All articles in this COVID-19 Response Resource issue are effective as of March 30, 2020.

Nevada – Statewide

Following the March 12, 2020, emergency declaration in response to the growing COVID-19 pandemic, on March 15, 2020, the state of Nevada ordered the closure of all K-12 schools, with the exception of day care centers and home-based childcare. A proposed reopen date of April 6, was included in the directive, but now does not seem likely. As of April 1, students are being asked to retrieve packets of assignments from their school or receive them remotely by computer for use in a home-schooling. The original duration of the requirement was proposed to terminate April 15, but it is now thought to run through April 30. The requirement may become indefinite or last for the duration of the pandemic.

Governor Steve Sisolak issued a directive on March 17, 2020, that beginning on the last minute of March 17, all gaming establishments and any equipment related to gaming would suspend operations until at least April 16, 2020, or perhaps longer. An exception to complete closure of a casino’s premises was made for those gaming establishments with hotel accommodations, or as to essential or emergency purposes.

The State’s most sweeping directive came on March 20, 2020, when it was ordered that all “non-essential” businesses must close by the end of the day across the state. Essential businesses and others allowed to remain open, generally, were defined as those necessary to the provision of healthcare, veterinary services, grocery stores, pharmacies, financial institutions, hardware stores, convenience stores, security services, gas stations, cannabis dispensaries, construction, mining, infrastructure sector labor, farming and any other similar business not defined as non-essential, which are able to provide services or goods in a delivery or curbside pick-up capacity. Restaurants and bars with food menus or other purveyors of goods that are able to provide curbside pick-up or delivery remain open for business. Legal services are also specifically declared essential in the resulting regulation. All essential services are also directed to comply with social distancing guidelines and other sanitation recommendations provided by the CDC’s strategies for COVID-19 mitigation.

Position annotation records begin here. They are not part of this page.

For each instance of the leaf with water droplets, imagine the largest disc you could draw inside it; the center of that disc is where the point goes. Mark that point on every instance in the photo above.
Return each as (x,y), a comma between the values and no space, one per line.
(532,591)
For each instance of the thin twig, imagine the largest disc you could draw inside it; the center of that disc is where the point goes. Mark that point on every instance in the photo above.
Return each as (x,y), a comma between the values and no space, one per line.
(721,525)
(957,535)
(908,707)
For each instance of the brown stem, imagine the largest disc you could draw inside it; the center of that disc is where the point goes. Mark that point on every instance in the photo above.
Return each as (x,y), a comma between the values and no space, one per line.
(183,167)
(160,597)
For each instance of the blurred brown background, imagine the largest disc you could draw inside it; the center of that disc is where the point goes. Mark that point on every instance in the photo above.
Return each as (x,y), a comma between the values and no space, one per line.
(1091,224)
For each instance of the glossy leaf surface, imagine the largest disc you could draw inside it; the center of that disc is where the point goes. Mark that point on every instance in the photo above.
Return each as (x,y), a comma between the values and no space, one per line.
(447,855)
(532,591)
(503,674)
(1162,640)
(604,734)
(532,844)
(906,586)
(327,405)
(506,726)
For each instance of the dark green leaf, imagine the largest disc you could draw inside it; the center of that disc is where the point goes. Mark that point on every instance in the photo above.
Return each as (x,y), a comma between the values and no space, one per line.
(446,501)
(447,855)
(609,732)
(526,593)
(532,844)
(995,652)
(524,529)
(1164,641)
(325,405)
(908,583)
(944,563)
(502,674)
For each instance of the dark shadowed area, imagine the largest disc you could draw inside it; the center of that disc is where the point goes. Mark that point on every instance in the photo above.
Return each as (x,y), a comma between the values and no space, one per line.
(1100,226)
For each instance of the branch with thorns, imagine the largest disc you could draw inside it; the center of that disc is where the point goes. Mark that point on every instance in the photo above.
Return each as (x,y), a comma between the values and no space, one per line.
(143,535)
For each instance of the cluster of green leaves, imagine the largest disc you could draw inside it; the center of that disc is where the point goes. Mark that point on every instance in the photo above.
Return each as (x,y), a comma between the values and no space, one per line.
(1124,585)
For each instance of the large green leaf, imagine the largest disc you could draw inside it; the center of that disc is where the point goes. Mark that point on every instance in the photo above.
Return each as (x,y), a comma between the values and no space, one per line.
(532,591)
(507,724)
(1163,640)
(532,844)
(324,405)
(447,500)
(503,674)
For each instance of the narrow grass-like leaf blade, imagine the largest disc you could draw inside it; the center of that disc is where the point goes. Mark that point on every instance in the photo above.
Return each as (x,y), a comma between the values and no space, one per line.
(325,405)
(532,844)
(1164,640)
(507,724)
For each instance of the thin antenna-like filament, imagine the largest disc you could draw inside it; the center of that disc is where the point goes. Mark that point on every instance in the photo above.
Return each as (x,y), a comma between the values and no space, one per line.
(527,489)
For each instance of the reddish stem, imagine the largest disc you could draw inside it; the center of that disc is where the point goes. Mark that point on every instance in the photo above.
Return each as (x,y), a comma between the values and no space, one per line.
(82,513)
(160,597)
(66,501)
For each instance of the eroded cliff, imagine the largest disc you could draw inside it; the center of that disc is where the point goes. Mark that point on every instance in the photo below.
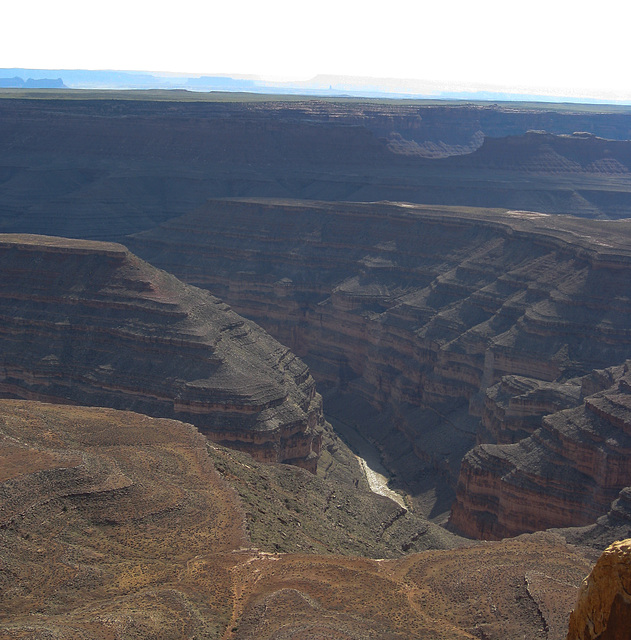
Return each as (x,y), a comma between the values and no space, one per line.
(89,323)
(417,310)
(566,473)
(114,524)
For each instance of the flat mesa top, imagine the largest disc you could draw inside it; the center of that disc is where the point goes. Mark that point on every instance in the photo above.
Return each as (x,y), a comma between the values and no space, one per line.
(54,243)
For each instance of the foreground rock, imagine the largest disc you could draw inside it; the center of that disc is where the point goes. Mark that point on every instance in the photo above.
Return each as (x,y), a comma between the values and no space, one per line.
(603,610)
(89,323)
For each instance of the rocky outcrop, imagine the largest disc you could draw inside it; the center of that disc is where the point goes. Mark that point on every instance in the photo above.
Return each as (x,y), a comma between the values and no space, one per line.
(89,323)
(514,407)
(603,609)
(566,473)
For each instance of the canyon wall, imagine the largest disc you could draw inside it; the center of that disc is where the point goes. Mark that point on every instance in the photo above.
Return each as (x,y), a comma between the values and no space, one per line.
(567,472)
(117,166)
(89,323)
(603,609)
(422,312)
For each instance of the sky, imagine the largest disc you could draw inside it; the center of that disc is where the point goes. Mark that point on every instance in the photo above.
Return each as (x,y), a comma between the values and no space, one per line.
(549,47)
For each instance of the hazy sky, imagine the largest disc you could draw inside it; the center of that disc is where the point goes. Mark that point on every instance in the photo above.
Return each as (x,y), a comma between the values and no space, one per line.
(549,46)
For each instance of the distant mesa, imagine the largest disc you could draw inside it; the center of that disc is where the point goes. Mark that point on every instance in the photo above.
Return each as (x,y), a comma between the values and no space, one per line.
(32,83)
(603,610)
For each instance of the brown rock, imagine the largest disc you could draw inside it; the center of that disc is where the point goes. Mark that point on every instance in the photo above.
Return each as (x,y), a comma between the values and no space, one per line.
(89,323)
(565,474)
(603,609)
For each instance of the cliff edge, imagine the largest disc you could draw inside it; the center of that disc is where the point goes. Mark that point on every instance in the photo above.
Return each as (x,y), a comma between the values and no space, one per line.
(89,323)
(603,609)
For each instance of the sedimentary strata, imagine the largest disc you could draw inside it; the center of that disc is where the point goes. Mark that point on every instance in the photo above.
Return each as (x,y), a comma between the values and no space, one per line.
(566,473)
(416,307)
(115,524)
(89,323)
(118,166)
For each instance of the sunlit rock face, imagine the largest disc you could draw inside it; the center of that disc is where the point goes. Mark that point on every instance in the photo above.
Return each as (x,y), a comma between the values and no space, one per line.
(603,609)
(89,323)
(420,311)
(566,473)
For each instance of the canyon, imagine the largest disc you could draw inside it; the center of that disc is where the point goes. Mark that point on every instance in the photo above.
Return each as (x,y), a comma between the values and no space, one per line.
(447,282)
(132,337)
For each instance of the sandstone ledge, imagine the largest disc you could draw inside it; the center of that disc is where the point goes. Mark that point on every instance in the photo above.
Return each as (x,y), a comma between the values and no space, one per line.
(89,323)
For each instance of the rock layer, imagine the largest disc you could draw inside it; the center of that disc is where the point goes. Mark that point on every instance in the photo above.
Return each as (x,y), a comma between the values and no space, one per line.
(118,166)
(566,473)
(603,609)
(89,323)
(415,307)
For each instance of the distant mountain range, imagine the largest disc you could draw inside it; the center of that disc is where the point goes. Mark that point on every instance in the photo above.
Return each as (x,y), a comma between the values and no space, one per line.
(321,85)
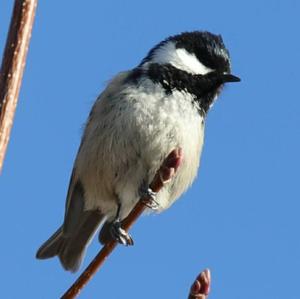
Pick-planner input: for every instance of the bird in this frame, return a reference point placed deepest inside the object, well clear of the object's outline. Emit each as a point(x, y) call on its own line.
point(140, 117)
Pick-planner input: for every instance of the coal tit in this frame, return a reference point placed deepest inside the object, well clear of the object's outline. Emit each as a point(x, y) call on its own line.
point(141, 116)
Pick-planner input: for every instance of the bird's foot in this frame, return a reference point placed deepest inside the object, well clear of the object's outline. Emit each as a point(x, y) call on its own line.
point(120, 234)
point(149, 198)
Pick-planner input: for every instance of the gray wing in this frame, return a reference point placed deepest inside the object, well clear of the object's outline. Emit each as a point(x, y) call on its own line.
point(69, 242)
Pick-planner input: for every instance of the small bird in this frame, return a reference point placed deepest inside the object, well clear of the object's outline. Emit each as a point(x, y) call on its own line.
point(141, 116)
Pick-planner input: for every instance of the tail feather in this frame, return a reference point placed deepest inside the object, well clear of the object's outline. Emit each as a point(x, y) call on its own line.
point(70, 248)
point(52, 246)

All other businesses not falling under that wide umbrella, and especially those of a chiefly recreational focus or where large groups naturally gather are ordered closed, as are Department of Motor Vehicle facilities and other government buildings (to the public).

While no official “shelter-in-place” directive has yet as of today been issued by the State, Governor Sisolak has held a press conference and issued multiple statements asking Nevadans to “Stay Home for Nevada,” an initiative promoting staying at home except for only the most brief and necessary excursions into public, specifically to work in an essential business, to procure food or to seek urgent medical attention. This is reflected in one of the Governor’s most recent directives, where it is ordered that the general public shall not gather in groups of 10 or more, except within households wherein 10 people or more actually live together, or those patronizing essential businesses. Further, it is ordered that in those allowed situations, all persons must (to the extent practicable) exercise the social distancing recommendations of the CDC described in that organization’s mitigation recommendations. An exception is also created therein prohibiting enforcement against the homeless.

Las Vegas/Clark County

Clark County has limited their government services to only essential services and has closed all parks, recreation facilities, etc. as well as all County buildings. The City of Las Vegas has closed all playgrounds, but parks remain open, subject to the 10-person limitation from the State. Clark County has recently suspended the business licenses of 14 Las Vegas businesses for defying the State shutdown order. Clark County and the City of Las Vegas have arranged for a special temporary liquor sales license for those selling beverages with food being picked up curbside. Clark County hospitals and health care providers are using temporary quarantine orders (14 days at home) for patients showing symptoms of COVID-19, who are presumed positive after initial testing.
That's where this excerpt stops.